All of which is true—but the fact remains that a large part of migratory birds, if not the larger part, cover their distances at night. Easiest by far to notice are mallards and Canada Geese. It’s not something that has been well explained by ornithologists, many of whom chalk it up to birds observing the stars for flight patterns, which I don’t buy much. But still they do it.
Well, there were just bout 30 live ones in my backyard a minute ago, so Connecticut looks safes.
Growing up in the mid-west; I have often seen late evening flights of geese in their ‘V’ formations heading south. They are noisy - which I can simply attribute to the goose behind alerting the goose ahead of it’s close proximity.
I can see where a mid-air collision among geese could not only be dangerous, causing injury and possibly death - it would mean a lot of wasted effort recovering both altitude and getting back to the flock.
I do not recall hearing these same ‘chatter’ at night. We would often see a large flock of Geese descend on one of our fields in the late evening - I mean, there were literally THOUSANDS of those noisy and delicious Canadian Honkers and Snow Geese (all white).
So, we would get up early in the morning - move quietly and slowly and crawl as close as we could - without alerting the flock to our presense - and wait for sunrise. The goal was that the geese would launch, circle the field to organize - and give us a good shot during this period - where we could each get a goose or two.

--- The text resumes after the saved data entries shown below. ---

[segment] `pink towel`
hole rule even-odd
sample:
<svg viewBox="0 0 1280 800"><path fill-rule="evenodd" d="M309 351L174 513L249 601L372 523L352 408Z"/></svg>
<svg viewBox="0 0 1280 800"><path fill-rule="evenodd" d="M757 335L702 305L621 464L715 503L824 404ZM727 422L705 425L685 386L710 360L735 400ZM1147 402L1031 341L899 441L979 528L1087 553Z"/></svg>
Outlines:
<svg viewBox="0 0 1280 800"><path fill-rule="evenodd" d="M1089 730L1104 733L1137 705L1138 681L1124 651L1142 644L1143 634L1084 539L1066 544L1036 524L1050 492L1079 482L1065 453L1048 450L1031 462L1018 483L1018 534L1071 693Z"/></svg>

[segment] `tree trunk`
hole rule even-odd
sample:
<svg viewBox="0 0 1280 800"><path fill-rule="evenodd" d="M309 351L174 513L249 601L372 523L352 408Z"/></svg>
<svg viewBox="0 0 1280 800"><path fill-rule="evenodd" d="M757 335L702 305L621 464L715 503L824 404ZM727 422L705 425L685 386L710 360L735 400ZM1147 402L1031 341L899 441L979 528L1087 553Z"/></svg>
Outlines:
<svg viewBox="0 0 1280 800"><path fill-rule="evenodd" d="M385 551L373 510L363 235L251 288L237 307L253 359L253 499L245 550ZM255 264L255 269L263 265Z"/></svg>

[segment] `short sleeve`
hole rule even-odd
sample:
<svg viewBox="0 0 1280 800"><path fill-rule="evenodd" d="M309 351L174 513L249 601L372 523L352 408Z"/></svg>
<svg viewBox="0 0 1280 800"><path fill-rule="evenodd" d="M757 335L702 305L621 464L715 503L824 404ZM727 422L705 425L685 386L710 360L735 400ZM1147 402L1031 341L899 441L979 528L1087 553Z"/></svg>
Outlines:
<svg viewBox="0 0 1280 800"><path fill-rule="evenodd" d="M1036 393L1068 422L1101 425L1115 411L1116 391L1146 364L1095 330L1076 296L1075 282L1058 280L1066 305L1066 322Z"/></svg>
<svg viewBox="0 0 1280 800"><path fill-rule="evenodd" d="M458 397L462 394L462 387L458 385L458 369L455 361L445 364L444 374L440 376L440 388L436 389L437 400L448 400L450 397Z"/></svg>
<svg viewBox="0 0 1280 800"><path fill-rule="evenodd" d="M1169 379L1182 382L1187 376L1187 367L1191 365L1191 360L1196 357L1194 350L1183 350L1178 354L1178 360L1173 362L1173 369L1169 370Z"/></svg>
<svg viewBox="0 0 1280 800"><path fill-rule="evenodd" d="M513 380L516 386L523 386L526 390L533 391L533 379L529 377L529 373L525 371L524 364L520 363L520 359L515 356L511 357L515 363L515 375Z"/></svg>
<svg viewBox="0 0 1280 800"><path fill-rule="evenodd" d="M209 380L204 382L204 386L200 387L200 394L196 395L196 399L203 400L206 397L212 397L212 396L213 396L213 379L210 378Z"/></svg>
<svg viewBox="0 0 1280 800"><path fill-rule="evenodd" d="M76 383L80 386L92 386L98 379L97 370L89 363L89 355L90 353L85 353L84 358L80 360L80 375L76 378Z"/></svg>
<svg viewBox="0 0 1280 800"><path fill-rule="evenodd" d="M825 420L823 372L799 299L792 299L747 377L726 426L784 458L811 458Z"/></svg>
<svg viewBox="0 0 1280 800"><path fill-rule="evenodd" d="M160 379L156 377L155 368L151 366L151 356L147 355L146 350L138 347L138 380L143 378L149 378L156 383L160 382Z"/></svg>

Unfortuantely, every single time we thought we were sitting pretty - some Hunting Retard would drive by - and fire on the flock from 200+ yrds away with a shotgun. Sometimes we felt his BB’s land in the grass around us - more times than not, the BB’s wouldn’t make it that far - but the noise travelled very well, thank you. This would cause the flock to immediately take off - in a direction that was always not favorable for us getting a shot off. I won’t shoot unless I have a shot that will kill (not wound - kill) a goose. So, more often than not - we just got some excitement and a good freeze for our efforts. You just can’t discount the Hunting Retards - their numbers are far too high to ignore.
Pity, there is no season or permits issued on that one.
LOL tell us what you really think! Actually, what I hate are grackles!
Terrorist birds. Just testing the air, so to speak... (Sorry, couldn’t resist.)